In short, it was awesome being back on campus for the first time in 5 years.  It was definitely a different feeling than when we get together on our own in various cities.  It was great to reconnect with everyone and I can’t wait for the next one! Yay Carleton!





‘Nother Brick in the Wall (Brick 4)

25 06 2010

Chinook salmon, or king salmon as they are more commonly known, are the state fish.  The Yukon River has the longest freshwater migration route of any salmon, over 3,000 kilometers (1,864 mi) from its mouth in the Bering Sea to spawning grounds upstream of Whitehorse, Yukon. Since chinook rely on fat reserves for energy upon entering fresh water, commercial fish caught here are highly prized for their unusually high levels of heart-healthy omega-3 fatty acids.

The present Alaska state sport fishing record is 97.25 lbs taken on the Kenai River. In fact, of the top 10 king salmon record holders 9 of these fish were taken in the Kenai River. King salmon spend from 2-5 years in the ocean so their size in a run varies a lot, the State of Alaska average for this salmon is about 20lbs., however Kenai king salmon are typically in the 50 lb range.
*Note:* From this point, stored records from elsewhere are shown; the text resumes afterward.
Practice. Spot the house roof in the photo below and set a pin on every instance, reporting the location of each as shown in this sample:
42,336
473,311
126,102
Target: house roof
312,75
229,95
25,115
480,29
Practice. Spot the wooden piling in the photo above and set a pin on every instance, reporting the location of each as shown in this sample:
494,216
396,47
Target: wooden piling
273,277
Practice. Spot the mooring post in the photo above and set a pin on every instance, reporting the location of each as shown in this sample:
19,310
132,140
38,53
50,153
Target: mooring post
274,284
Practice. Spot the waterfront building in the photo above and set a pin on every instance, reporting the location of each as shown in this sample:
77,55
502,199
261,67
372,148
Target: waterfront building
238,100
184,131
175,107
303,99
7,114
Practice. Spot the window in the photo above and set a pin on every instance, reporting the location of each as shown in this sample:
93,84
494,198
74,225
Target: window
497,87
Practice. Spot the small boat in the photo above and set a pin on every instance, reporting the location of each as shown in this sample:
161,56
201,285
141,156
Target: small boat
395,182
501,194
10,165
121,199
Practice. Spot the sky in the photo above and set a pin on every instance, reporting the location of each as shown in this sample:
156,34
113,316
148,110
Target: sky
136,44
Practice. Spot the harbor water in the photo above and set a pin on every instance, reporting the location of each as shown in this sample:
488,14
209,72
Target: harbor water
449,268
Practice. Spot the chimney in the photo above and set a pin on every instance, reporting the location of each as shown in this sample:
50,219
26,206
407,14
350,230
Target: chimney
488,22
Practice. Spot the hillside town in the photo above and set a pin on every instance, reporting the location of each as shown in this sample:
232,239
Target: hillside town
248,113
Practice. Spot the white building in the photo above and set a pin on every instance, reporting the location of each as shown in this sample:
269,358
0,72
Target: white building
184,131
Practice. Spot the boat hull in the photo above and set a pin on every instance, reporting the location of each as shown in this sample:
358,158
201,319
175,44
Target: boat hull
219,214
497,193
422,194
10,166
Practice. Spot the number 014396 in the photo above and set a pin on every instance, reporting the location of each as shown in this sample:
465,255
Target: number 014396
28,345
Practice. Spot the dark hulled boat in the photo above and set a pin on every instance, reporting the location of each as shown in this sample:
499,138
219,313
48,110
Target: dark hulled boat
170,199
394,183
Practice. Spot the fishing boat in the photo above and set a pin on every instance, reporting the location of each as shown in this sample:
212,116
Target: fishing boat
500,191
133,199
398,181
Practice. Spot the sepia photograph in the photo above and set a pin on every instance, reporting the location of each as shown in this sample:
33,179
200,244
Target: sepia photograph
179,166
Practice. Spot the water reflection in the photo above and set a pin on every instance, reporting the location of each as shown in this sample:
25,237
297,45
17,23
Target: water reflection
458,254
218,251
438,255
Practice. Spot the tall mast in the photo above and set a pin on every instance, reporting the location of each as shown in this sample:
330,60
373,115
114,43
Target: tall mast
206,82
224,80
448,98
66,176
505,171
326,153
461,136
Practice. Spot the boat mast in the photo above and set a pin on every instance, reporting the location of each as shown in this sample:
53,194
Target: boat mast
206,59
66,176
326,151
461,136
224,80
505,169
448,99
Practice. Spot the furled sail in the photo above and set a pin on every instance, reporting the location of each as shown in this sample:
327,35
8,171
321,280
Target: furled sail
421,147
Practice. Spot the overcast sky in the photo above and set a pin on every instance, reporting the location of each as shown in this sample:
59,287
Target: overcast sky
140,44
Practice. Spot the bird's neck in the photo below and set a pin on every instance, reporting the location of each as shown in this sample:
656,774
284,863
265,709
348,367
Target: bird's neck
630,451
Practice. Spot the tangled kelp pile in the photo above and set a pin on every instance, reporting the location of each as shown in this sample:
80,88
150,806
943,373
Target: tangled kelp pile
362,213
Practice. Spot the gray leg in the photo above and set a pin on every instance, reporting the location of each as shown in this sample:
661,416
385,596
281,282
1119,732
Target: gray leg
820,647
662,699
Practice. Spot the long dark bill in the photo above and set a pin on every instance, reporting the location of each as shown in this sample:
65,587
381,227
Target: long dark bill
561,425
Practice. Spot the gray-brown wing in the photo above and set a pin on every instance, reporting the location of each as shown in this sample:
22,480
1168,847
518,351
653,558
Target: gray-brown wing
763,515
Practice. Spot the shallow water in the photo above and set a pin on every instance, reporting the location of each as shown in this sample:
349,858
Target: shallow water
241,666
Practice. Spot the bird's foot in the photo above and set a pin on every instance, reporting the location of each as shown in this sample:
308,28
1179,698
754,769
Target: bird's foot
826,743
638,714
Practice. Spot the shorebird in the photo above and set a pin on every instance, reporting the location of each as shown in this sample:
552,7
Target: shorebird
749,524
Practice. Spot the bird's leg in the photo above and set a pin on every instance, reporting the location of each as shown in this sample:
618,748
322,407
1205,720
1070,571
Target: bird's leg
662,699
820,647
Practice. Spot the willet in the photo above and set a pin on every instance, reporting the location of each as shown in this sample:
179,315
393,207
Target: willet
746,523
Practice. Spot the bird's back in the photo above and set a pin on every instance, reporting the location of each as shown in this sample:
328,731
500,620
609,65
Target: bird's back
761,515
world record king salmon from kenai river





‘Nother Brick in the Wall (Brick 3)

18 06 2010

In 1867 United States Secretary of State William H. Seward offered Russia $7,200,000, or two cents per acre, for Alaska.  The purchase was at the time derided as “Seward’s folly,” “Seward’s icebox,” and Andrew Johnson’s “polar bear garden,” because it was believed foolhardy to spend so much money on the remote region.





Although We’ve Come to the End of the Road

17 06 2010

I think this is the last of the Homer trip posts.  When a college friend of mine, we’ll call him froggy, came to visit in 2002 we drove the haul road up to Deadhorse, the northern most place accessible by road in the AK.  Homer is the southern, and western, most place you can access by road.  Here are some pics of me at the end of the road, and then in front of the Salty Dawg Saloon, a famous Homer landmark.






Turn Around, Every Now and Then

16 06 2010

On the drive to Homer we go by Turnagain Arm.  Turnagain Arm is part of the Cook Inlet and exhibits a tidal bore. The bore may be more than six feet high and travel at 15 miles per hour on high spring tides.  It is known for it’s abundance of silt and at low tide, much of the  silty bottom is exposed, making marine navigation difficult.  These mudflats can also be dangerous to walk on, exhibiting quicksand-like characteristics, and have claimed the life of at least one beach explorer who has wandered out on them and was unable to be rescued before the super fast and high tide came in.

So the lesson is, it’s pretty to look at, but DON’T go out on the flats.